- Python3
- nltk
- etree
- stop words list
Developed a comprehensive search engine by constructing an Inverted Index on the Wikipedia corpus (72 GB), enabling it to deliver top search results for given query words.
Following Steps Follows to create Inverted Indexing :-
- Parsing using etree : Need to parse each page , title tag, infobox, body , category etc..

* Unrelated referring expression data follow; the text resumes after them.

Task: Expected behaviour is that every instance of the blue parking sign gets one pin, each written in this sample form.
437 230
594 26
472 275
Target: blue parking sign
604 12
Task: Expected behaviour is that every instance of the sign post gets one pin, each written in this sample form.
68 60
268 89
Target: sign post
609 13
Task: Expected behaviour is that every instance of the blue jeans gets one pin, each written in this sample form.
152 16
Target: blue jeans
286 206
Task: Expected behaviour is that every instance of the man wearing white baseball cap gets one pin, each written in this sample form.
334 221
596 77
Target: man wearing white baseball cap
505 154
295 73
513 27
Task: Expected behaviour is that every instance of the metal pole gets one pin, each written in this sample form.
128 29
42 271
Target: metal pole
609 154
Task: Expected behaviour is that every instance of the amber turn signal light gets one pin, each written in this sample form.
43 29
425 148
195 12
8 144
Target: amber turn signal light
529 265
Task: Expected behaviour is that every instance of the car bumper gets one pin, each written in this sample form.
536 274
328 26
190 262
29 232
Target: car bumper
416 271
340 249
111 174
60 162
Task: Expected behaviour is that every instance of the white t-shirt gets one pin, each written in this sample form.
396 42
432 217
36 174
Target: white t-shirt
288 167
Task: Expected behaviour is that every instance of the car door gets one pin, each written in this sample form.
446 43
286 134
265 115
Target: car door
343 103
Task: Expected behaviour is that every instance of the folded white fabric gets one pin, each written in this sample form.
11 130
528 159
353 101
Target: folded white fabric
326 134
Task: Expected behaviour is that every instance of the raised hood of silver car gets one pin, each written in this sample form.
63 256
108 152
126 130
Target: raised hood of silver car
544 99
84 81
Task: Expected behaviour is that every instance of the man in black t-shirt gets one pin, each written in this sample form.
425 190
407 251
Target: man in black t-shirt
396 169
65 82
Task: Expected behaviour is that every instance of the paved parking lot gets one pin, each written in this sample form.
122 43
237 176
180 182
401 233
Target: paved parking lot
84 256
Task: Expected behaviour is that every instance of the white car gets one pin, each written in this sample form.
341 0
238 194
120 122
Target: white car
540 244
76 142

- Tokenization : Tokenize sentense to get each token using regular expression
- Case Folding : make it all to lowercase
- Stop Words Removal : remove stop word which are more frequently occured in a sentences
- Stemming : get root/base word and store it
- Inverted Index Creation : create word & its positing list consist of doc_id : TF-IDf score
Posting List for title/body/infobox/category file:
word1 : doc_id_1 : 70.34, doc_id_30 : 50.12, doc_id_35 : 20
word2 : doc_id_2 : 40.12, doc_id_35 : 20.78
Word_dictionary :
word1 : { t : title_file_offset , b : body_file_offset, c : category_file_offset, i : inforbox_file_offset}
word2 : { t : title_file_offset , b : body_file_offset, c : category_file_offset, i : inforbox_file_offset}
- support field query like title:abc body:aaa infobox:zyx
- showing only top 10 relevent search result
- Response time is nearly 1-2 second
- Difficult to process such huge Data dump of 73 GB
- Can not store word & its posting list into a main memory, So Used K-way Merge sort
- Can not Load full final index into main memory, So Built Secondary Index on top of Primary Index (Posting List)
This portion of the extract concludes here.